The Department of Water Resources is making increasing use of Power BI. Its most recent application can be found on the Department’s Underground Water Storage, Savings and Replenishment webpage (click on “read more” ), where an interactive Power BI program is used to illustrate how Arizona accumulated 11 million acre-feet of long-term underground water-storage credits, as of 2016.

This straightforward, click-able tool for analyzing underground storage over the years actually represents 12 years of effort.

 

The initiative to provide the “Active Management Area Recharge and Demand and Supply Dataset” to the public in an interactive tool began in 2008, not long after staff was tasked with compiling that dataset annually for various planning efforts in the State’s five Active Management Areas, or AMAs.

 

Water use in the AMAs

 

Originally, the datasets were developed as water-budget tools in Excel spreadsheets separated according to which of those five AMAs the water was stored in.

 

It quickly became apparent to ADWR staff, however, that to make all the data about these millions of acre-feet of stored water valuable to the public, the data needed to be stored in a single “container.”
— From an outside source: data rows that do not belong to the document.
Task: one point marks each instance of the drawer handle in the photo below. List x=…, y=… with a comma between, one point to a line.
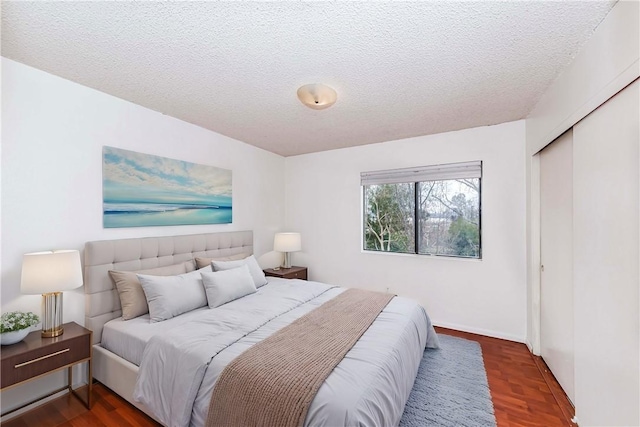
x=20, y=365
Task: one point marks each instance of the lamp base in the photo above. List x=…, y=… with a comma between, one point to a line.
x=52, y=315
x=287, y=260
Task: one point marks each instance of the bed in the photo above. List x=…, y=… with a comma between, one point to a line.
x=369, y=386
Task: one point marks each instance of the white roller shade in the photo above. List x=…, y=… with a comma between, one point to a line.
x=423, y=173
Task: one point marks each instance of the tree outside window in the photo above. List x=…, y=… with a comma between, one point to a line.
x=440, y=217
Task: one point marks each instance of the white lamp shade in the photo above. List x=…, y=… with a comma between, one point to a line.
x=44, y=272
x=287, y=242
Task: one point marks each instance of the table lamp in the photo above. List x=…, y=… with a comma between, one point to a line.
x=50, y=273
x=287, y=243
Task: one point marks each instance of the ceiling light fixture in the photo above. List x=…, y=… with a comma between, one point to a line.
x=317, y=96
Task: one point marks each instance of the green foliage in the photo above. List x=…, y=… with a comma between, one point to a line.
x=448, y=220
x=17, y=320
x=388, y=217
x=464, y=237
That allowed users to find answers to more general questions. Like: “How much CAP was used by each of the sectors in all the AMAs in the last three years?” Or, “What was the total amount of reclaimed water used, or surface water?”

The sort of questions that the public may wish to have answered, in other words.

 

The combination of a substantial amount of accurate data combined with a power mechanism like Power BI for presenting it is making complex and dense datasets of information more accessible, transparent, and accurate than ever. And, as a result, more valuable to the general public.

And, for that reason, the Department of Water Resources is committed to making more and better uses for it.